ABSTRACT

While scholars of Black sacred music often attend to the implications of race on making meaning through musical practice, race is rarely discussed in white congregational musicking. In this chapter, I challenge the presumed race-neutrality of musical activities in predominantly white congregations, especially in communities whose repertoire represents many axes of cultural and racial difference. Rather than conceiving of these practices through the frequently used frameworks of cultural appropriation or dialogic performance, in narrowing my investigation to the act of congregational singing, I suggest that the congregational voice is a contested site for negotiating racial difference.

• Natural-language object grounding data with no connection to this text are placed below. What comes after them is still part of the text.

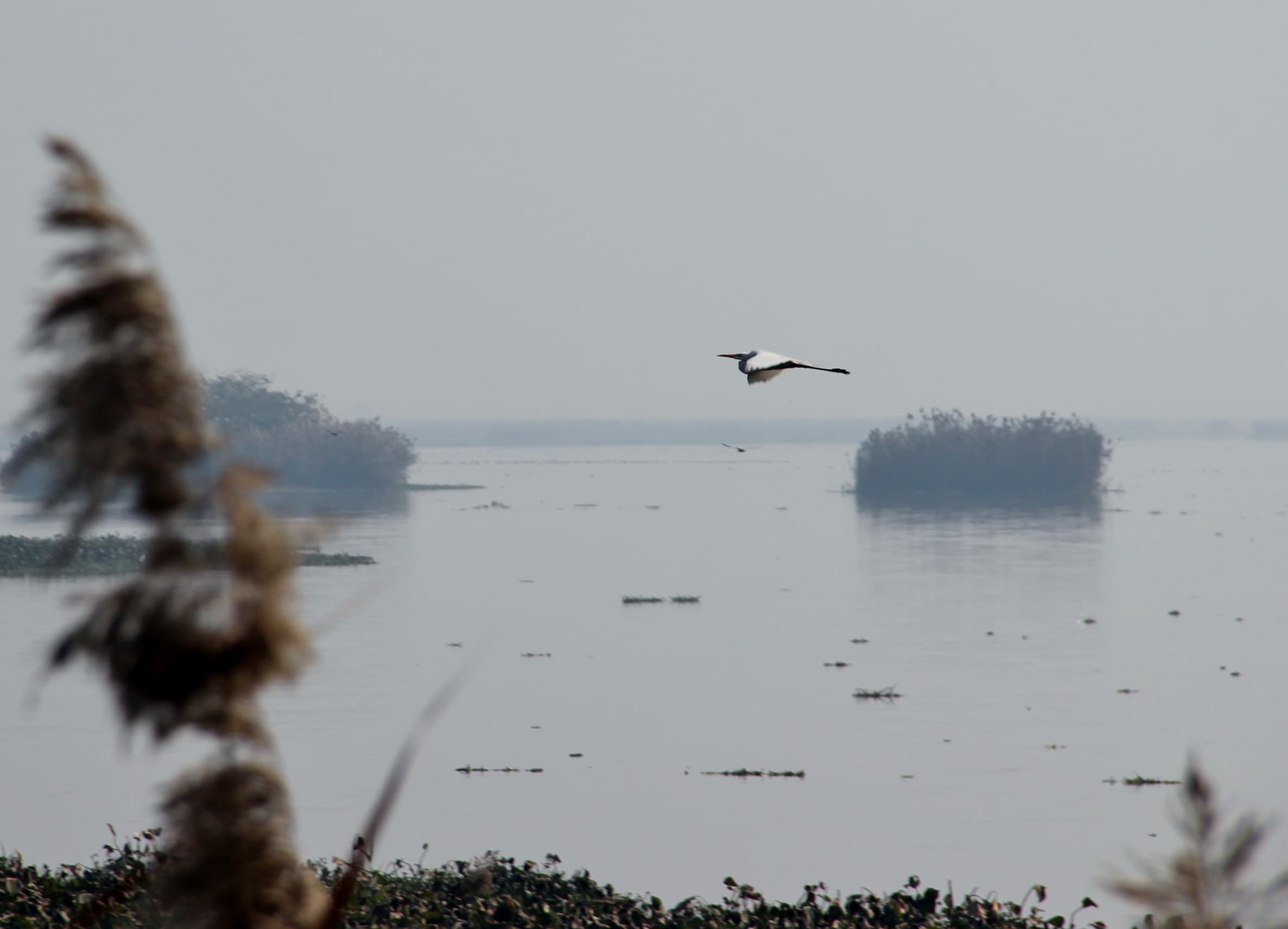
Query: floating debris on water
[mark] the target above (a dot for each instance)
(508, 769)
(443, 488)
(884, 693)
(1138, 781)
(115, 554)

Congregational voicing is a participatory practice with a many-bodied source, whose produced sound and content vary depending on those gathered. Building on Nina Eidsheim’s work on race and timbre, I argue that white congregations identify differences in sonic, bodily, and idiomatic language as inherent to Black voicing, aspects that are deemed impossible to replicate with their own white voices and bodies. As I show through a case study based in my ethnographic work, the white vocalization of Black sacred music therefore complicates the idealistic universal “body of Christ” that Christian congregational voicing is meant to promote, by revealing widely held assumptions regarding racial essentialism and musical performance. On the other hand, this attempt to voice “the other” while voicing themselves also can catalyze critical reflection about the complicity of white Christians in structural inequalities that perpetuate such assumptions. Ultimately, this chapter provides a new way to consider the intersections of race and power in congregational voicing.